So, just a touch of backstory. I've been learning biostatistics in the past 4-5 months in university, 6 months of biomathematics before that. I only started deep diving into programming around 5 days ago.
I've been trying to redo t.test()
with my own function.
test2 = function(t,u){
T = (mean(t) - u) / ( sd(t) / sqrt(length(t)))
t1=round(T, digits=5)
df=length(t)
cat(paste('t - value =', t1,
'\n','df =', df-1,
'\n','Alternative hipotézis: a minta átlag nem egyenlő a hipotetikus átlaggal'))
}
I tried searching the formula for the p-value, I found one, but when I used it, my value was different from the one within the t.test.

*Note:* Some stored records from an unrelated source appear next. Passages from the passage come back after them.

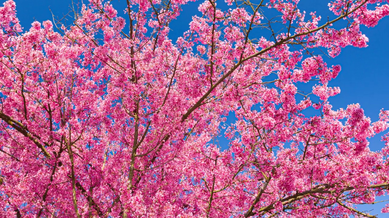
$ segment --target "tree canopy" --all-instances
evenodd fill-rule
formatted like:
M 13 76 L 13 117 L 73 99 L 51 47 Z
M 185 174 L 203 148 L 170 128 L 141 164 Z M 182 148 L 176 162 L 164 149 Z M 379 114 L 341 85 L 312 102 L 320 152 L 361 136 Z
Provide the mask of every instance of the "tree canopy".
M 25 32 L 6 2 L 0 213 L 375 217 L 356 206 L 388 194 L 389 135 L 378 152 L 368 139 L 389 111 L 372 122 L 357 104 L 333 109 L 341 67 L 326 58 L 367 46 L 360 26 L 389 5 L 334 0 L 324 19 L 298 2 L 206 0 L 175 42 L 187 0 L 122 1 L 124 17 L 110 1 L 75 2 Z

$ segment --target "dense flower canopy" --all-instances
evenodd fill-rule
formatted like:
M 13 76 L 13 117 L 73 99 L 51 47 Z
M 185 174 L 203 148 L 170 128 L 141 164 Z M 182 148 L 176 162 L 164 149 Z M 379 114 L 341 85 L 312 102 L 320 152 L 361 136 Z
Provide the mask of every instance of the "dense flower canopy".
M 4 3 L 2 216 L 375 217 L 356 206 L 388 194 L 389 135 L 379 152 L 368 139 L 389 111 L 372 122 L 358 104 L 333 109 L 341 67 L 325 56 L 366 47 L 360 26 L 389 5 L 334 0 L 323 20 L 298 0 L 253 2 L 205 1 L 176 42 L 187 0 L 121 2 L 125 18 L 75 2 L 25 32 Z

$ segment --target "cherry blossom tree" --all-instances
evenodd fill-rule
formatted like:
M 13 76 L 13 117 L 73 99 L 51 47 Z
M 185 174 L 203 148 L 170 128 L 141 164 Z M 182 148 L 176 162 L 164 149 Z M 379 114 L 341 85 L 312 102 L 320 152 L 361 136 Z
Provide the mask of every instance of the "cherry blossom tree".
M 333 0 L 322 19 L 298 0 L 207 0 L 173 42 L 187 2 L 121 1 L 126 17 L 75 2 L 25 32 L 4 3 L 2 216 L 375 217 L 357 206 L 388 194 L 389 135 L 368 139 L 389 111 L 333 109 L 326 59 L 366 47 L 387 3 Z

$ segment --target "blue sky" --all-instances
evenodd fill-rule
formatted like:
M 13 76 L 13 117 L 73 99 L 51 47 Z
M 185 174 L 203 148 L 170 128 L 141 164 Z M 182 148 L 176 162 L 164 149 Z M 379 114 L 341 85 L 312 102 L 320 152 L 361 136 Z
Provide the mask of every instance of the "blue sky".
M 30 24 L 34 20 L 40 22 L 52 20 L 49 7 L 55 15 L 61 17 L 68 12 L 71 3 L 70 0 L 14 0 L 16 3 L 18 17 L 25 30 L 30 28 Z M 327 4 L 329 2 L 329 0 L 301 0 L 300 8 L 306 11 L 307 14 L 316 11 L 317 14 L 321 16 L 326 21 L 327 16 L 331 18 L 333 16 L 328 10 Z M 125 2 L 125 0 L 112 1 L 119 15 L 123 14 Z M 183 7 L 184 12 L 170 26 L 172 29 L 170 37 L 173 41 L 188 29 L 192 16 L 199 14 L 197 6 L 202 2 L 191 2 Z M 220 1 L 219 5 L 223 3 L 223 1 Z M 326 59 L 329 66 L 340 64 L 342 69 L 338 77 L 329 84 L 331 86 L 340 87 L 341 92 L 337 96 L 330 98 L 329 101 L 334 109 L 345 108 L 348 104 L 359 103 L 364 110 L 365 115 L 370 117 L 374 122 L 378 119 L 380 110 L 383 108 L 389 109 L 389 43 L 387 38 L 389 35 L 389 17 L 383 19 L 374 28 L 362 27 L 361 29 L 369 39 L 368 47 L 362 48 L 347 47 L 343 49 L 339 56 L 333 59 Z M 228 121 L 233 120 L 234 117 L 231 116 L 228 118 Z M 370 140 L 370 147 L 373 151 L 379 151 L 384 146 L 380 137 L 378 136 Z M 384 198 L 387 197 L 380 198 L 380 199 Z M 379 208 L 384 204 L 364 205 L 359 208 L 365 210 L 373 209 L 372 214 L 380 215 Z M 379 216 L 380 217 L 388 216 L 387 214 L 380 214 Z

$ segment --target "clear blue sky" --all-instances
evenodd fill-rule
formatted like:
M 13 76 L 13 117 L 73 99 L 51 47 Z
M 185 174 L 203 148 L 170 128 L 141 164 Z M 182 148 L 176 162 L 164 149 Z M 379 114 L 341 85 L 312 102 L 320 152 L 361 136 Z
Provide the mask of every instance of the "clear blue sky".
M 52 20 L 49 7 L 55 15 L 61 17 L 68 12 L 71 3 L 70 0 L 14 0 L 16 3 L 18 17 L 25 30 L 30 28 L 30 24 L 34 20 L 41 22 L 47 20 Z M 221 4 L 223 2 L 219 1 Z M 329 0 L 301 0 L 300 8 L 306 11 L 307 14 L 316 11 L 317 14 L 321 15 L 326 21 L 327 16 L 333 16 L 328 10 L 327 5 L 329 2 Z M 197 6 L 202 2 L 191 2 L 189 5 L 184 6 L 183 8 L 184 12 L 181 13 L 179 19 L 172 22 L 170 26 L 172 30 L 170 37 L 173 41 L 188 29 L 191 16 L 198 14 Z M 119 15 L 123 14 L 125 2 L 125 0 L 120 2 L 114 0 L 112 2 Z M 330 83 L 330 86 L 340 87 L 341 92 L 338 95 L 330 98 L 329 101 L 334 109 L 345 108 L 348 104 L 359 103 L 364 110 L 365 115 L 370 117 L 374 122 L 378 119 L 381 108 L 389 109 L 389 42 L 387 39 L 389 17 L 383 19 L 374 28 L 362 27 L 361 29 L 369 39 L 368 47 L 363 48 L 347 47 L 343 49 L 339 56 L 332 60 L 327 59 L 329 66 L 340 64 L 342 69 L 338 77 Z M 228 121 L 234 119 L 233 116 L 230 116 Z M 378 136 L 370 140 L 370 147 L 373 151 L 379 151 L 384 145 Z M 226 142 L 223 140 L 221 142 Z M 377 200 L 385 199 L 389 198 L 381 197 Z M 373 209 L 371 214 L 378 214 L 379 217 L 389 217 L 388 214 L 380 213 L 380 209 L 384 204 L 363 205 L 358 208 L 367 211 Z

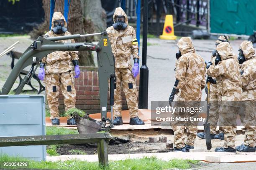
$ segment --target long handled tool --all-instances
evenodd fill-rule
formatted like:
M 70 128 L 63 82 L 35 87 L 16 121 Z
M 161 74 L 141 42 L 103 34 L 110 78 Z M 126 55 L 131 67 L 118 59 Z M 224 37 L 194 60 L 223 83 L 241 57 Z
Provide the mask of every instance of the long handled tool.
M 205 129 L 205 135 L 206 148 L 207 150 L 210 150 L 212 148 L 210 123 L 208 123 L 208 120 L 209 120 L 209 112 L 211 107 L 211 105 L 210 103 L 210 82 L 207 82 L 207 112 L 206 113 L 206 121 L 205 121 L 205 123 L 204 124 L 204 129 Z

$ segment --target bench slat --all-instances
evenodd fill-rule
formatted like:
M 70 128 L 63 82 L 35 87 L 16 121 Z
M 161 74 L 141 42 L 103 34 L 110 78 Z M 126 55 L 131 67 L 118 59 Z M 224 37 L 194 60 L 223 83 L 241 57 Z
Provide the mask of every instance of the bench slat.
M 112 138 L 108 132 L 0 138 L 0 147 L 98 143 Z

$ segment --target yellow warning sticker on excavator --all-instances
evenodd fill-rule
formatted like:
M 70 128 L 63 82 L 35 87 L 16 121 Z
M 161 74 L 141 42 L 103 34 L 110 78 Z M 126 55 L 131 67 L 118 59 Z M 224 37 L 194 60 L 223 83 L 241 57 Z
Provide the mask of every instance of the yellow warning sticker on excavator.
M 103 45 L 108 46 L 108 39 L 106 38 L 103 39 Z

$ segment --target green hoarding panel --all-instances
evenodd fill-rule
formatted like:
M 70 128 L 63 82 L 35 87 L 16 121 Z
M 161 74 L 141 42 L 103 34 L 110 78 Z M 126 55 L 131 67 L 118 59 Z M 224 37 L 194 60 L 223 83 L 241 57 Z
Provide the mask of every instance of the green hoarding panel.
M 256 0 L 210 0 L 211 33 L 251 35 L 256 31 Z

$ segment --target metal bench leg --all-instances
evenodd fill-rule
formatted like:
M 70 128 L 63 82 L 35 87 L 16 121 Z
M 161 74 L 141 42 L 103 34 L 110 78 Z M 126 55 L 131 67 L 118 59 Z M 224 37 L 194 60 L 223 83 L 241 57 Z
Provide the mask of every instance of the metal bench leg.
M 102 139 L 97 144 L 99 165 L 103 167 L 108 166 L 108 144 L 106 141 Z

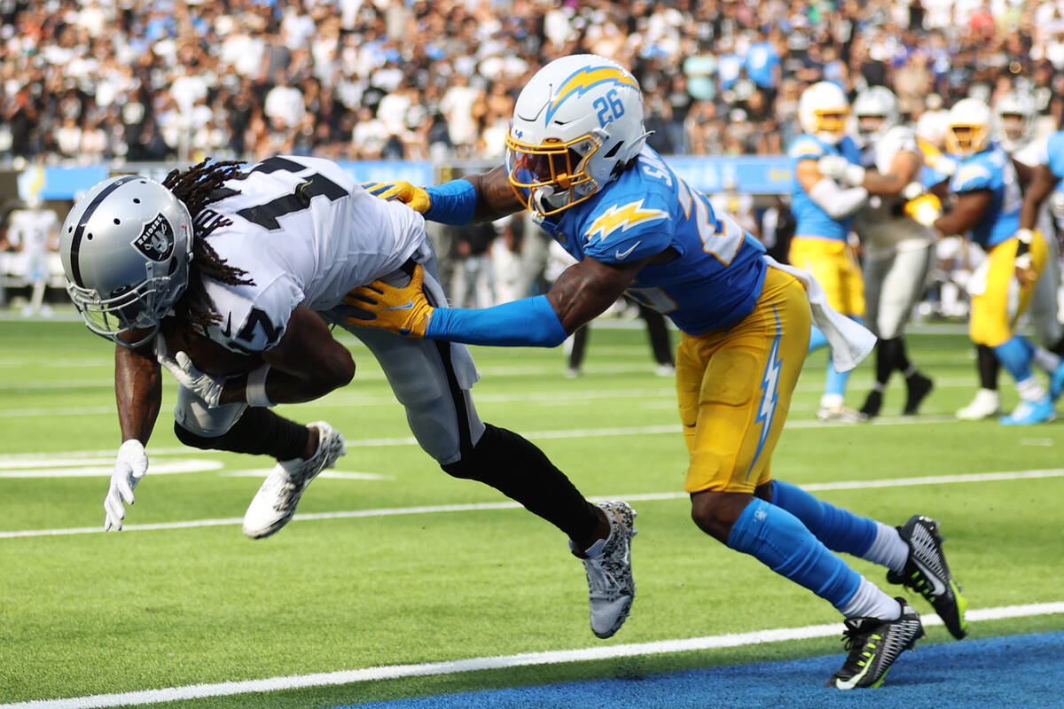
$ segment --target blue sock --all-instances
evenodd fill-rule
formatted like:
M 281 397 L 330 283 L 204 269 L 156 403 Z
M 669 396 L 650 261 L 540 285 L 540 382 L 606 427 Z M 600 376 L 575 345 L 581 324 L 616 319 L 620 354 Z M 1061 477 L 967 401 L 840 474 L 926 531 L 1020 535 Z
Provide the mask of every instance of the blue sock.
M 1034 348 L 1021 335 L 1013 335 L 1012 339 L 994 348 L 994 354 L 1015 381 L 1023 382 L 1031 377 Z
M 850 370 L 852 371 L 852 370 Z M 846 393 L 846 383 L 850 381 L 850 372 L 836 372 L 835 366 L 831 364 L 831 358 L 828 358 L 828 378 L 824 383 L 824 393 L 826 394 L 838 394 L 842 396 Z
M 807 354 L 809 352 L 813 352 L 814 350 L 819 350 L 822 347 L 827 347 L 827 344 L 828 338 L 824 335 L 824 331 L 816 325 L 813 325 L 813 330 L 809 333 L 809 351 Z
M 842 609 L 861 586 L 861 574 L 832 554 L 801 521 L 754 497 L 732 525 L 728 546 L 804 586 Z
M 863 557 L 876 541 L 872 520 L 817 500 L 797 485 L 772 480 L 772 504 L 797 517 L 833 552 Z

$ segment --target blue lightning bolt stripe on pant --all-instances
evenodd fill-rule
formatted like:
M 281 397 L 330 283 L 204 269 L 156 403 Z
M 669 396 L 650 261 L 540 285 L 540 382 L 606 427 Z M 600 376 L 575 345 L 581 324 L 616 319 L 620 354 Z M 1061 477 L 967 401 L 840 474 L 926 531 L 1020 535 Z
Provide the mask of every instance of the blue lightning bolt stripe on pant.
M 768 482 L 809 334 L 804 289 L 769 268 L 757 305 L 741 322 L 681 336 L 677 398 L 691 454 L 687 492 L 752 492 Z

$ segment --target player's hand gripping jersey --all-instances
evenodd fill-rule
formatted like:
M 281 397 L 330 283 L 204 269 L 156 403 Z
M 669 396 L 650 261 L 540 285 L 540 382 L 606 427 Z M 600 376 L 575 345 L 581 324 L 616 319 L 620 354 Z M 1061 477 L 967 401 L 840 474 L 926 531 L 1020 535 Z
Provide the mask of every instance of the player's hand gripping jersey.
M 674 251 L 645 266 L 628 292 L 691 335 L 745 318 L 765 280 L 764 247 L 647 147 L 633 168 L 543 226 L 577 260 L 624 264 Z
M 804 159 L 819 159 L 825 155 L 842 155 L 854 165 L 861 164 L 861 151 L 849 136 L 832 145 L 815 135 L 803 133 L 794 139 L 787 149 L 791 169 L 797 172 L 798 163 Z M 832 219 L 820 205 L 814 202 L 802 188 L 797 178 L 791 181 L 791 210 L 798 224 L 795 236 L 819 237 L 834 241 L 846 241 L 850 233 L 852 217 Z
M 949 190 L 957 195 L 977 189 L 990 190 L 992 199 L 971 230 L 971 240 L 988 251 L 1016 233 L 1024 206 L 1016 168 L 996 145 L 961 161 L 949 182 Z
M 206 239 L 254 283 L 204 278 L 221 316 L 209 335 L 231 350 L 270 349 L 297 305 L 328 310 L 354 286 L 398 270 L 425 243 L 419 214 L 371 197 L 330 161 L 270 157 L 245 175 L 227 181 L 229 196 L 198 217 L 232 221 Z

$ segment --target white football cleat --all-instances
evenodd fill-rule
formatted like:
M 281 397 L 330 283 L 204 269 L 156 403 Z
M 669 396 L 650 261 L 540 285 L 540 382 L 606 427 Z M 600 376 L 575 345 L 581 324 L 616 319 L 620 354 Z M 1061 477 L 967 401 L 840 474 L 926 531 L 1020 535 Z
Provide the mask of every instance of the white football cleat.
M 587 550 L 587 558 L 580 556 L 571 540 L 569 548 L 584 562 L 587 574 L 592 632 L 605 639 L 613 637 L 625 624 L 635 600 L 632 578 L 635 510 L 624 502 L 603 502 L 599 507 L 610 521 L 610 536 Z
M 296 513 L 299 499 L 318 473 L 345 455 L 344 437 L 325 421 L 306 424 L 318 432 L 318 450 L 306 458 L 278 461 L 244 513 L 244 534 L 263 539 L 278 531 Z
M 1001 400 L 993 389 L 980 389 L 976 398 L 964 408 L 958 410 L 957 418 L 962 421 L 981 421 L 1001 416 Z

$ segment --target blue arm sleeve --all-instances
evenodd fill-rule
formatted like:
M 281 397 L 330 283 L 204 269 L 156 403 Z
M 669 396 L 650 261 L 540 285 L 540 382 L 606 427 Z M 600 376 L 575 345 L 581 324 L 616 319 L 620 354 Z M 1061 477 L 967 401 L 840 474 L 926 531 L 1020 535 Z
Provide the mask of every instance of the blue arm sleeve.
M 451 180 L 435 187 L 426 187 L 425 191 L 429 192 L 426 219 L 455 226 L 472 221 L 477 210 L 477 188 L 468 180 Z
M 536 296 L 481 310 L 437 307 L 425 337 L 468 344 L 553 348 L 567 335 L 547 297 Z

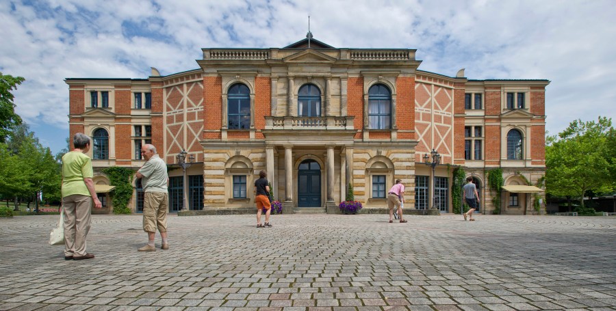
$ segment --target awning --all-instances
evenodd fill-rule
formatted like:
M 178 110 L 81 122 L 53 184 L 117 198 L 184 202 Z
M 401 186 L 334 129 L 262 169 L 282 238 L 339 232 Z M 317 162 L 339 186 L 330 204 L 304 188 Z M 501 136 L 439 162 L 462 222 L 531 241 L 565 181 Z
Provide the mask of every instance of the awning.
M 109 185 L 94 185 L 94 190 L 97 193 L 106 193 L 113 190 L 116 186 L 110 186 Z
M 523 186 L 522 185 L 502 186 L 502 189 L 515 193 L 535 193 L 537 192 L 543 192 L 543 190 L 541 188 L 537 188 L 535 186 Z

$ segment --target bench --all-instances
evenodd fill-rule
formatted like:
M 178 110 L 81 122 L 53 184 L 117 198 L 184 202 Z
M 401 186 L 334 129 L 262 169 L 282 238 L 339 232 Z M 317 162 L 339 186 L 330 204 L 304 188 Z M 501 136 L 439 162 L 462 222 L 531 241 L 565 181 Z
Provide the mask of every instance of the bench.
M 554 215 L 557 215 L 559 216 L 577 216 L 578 212 L 554 213 Z

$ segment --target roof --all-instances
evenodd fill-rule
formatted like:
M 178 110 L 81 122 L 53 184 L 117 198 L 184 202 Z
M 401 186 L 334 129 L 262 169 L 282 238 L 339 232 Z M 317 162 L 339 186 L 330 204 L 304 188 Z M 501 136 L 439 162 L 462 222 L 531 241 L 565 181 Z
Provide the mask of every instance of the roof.
M 535 186 L 524 186 L 522 185 L 502 186 L 502 189 L 515 193 L 535 193 L 537 192 L 543 192 L 543 189 L 541 188 L 537 188 Z
M 308 38 L 302 39 L 295 43 L 292 43 L 283 49 L 301 49 L 308 47 Z M 335 47 L 322 42 L 316 39 L 310 39 L 310 49 L 335 49 Z

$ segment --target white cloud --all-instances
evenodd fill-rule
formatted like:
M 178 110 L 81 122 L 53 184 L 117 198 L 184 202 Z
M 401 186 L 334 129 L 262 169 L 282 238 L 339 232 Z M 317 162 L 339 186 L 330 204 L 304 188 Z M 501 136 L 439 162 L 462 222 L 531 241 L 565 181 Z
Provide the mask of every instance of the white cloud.
M 27 81 L 17 112 L 54 152 L 68 135 L 67 77 L 198 68 L 207 47 L 282 47 L 307 32 L 337 47 L 418 49 L 420 69 L 470 79 L 547 79 L 548 129 L 616 117 L 611 1 L 0 1 L 0 70 Z M 134 25 L 127 29 L 125 25 Z

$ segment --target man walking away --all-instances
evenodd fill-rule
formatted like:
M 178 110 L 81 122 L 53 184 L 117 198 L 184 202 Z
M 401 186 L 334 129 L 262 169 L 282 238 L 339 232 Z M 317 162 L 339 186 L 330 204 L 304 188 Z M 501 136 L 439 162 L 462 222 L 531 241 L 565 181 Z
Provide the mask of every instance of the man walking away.
M 141 147 L 141 154 L 147 162 L 137 171 L 143 187 L 143 230 L 148 232 L 148 244 L 139 252 L 155 252 L 154 236 L 156 229 L 162 239 L 162 249 L 168 249 L 167 242 L 167 165 L 156 154 L 156 147 L 149 144 Z

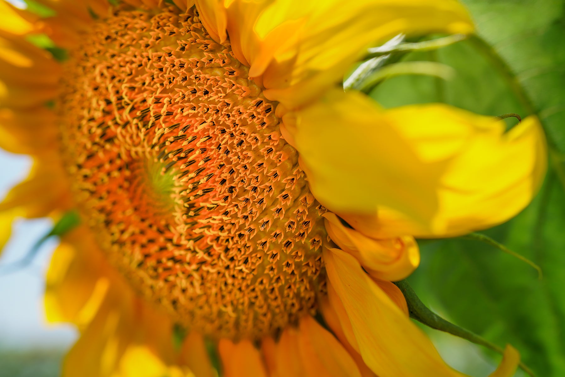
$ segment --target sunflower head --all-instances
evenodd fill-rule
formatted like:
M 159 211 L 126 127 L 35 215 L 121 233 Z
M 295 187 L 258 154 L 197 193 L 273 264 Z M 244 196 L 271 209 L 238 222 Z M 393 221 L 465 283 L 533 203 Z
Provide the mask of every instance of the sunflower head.
M 276 103 L 194 8 L 122 7 L 63 69 L 74 197 L 137 290 L 216 336 L 272 334 L 315 313 L 325 209 Z
M 82 335 L 66 375 L 210 377 L 203 334 L 227 377 L 461 377 L 392 281 L 419 263 L 414 236 L 527 205 L 539 124 L 342 86 L 394 36 L 471 32 L 460 4 L 40 2 L 43 18 L 0 0 L 0 145 L 37 162 L 0 220 L 79 210 L 47 276 L 50 318 Z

The t-value and the df do match t.test()
.
I highly appreciate any help, thank you.
P.s: Don't worry about the last line, it's in Hungarian.
CodePudding user response:
The p-value can be derived from the probability function of the t distribution pt
. Using this and making the notation more common with sample x
and population mean mu
we can use something like:
test2 <- function(x, u){
t <- (mean(x) - u) / (sd(x) / sqrt(length(x)))
df <- length(x) - 1
cat('t-value =', t, ', df =', df, ', p =', 2 * (1 - pt(q=t, df=df)), '\n')
}
set.seed(123) # remove this for other random values
## random sample
x <- rnorm(10, mean=5.5)
## population mean
mu <- 5
## own function
test2(x, mu)
## one sample t-test from R
t.test(x, mu=mu)
We get for the own test2
:
t-value = 1.905175 , df = 9, p = 0.08914715
and for R's t.test
One Sample t-test
data: x
t = 1.9052, df = 9, p-value = 0.08915
alternative hypothesis: true mean is not equal to 5
95 percent confidence interval:
4.892330 6.256922
sample estimates:
mean of x
5.574626
CodePudding user response:
The definitive source of what R is doing is the source code. If you look at the source code for stats:::t.test.default
(which you can get by typing stats:::t.test.default
into the console, without parentheses at the end and hitting enter), you'll see that for a single-sample test like the one you're trying to do above, you would get the following:
nx <- length(x)
mx <- mean(x)
vx <- var(x)
df <- nx - 1
stderr <- sqrt(vx/nx)
tstat <- (mx - mu)/stderr
if (alternative == "less") {
pval <- pt(tstat, df)
}
else if (alternative == "greater") {
pval <- pt(tstat, df, lower.tail = FALSE)
}
else {
pval <- 2 * pt(-abs(tstat), df)
}
These are the relevant pieces (there's a lot more code in there, too).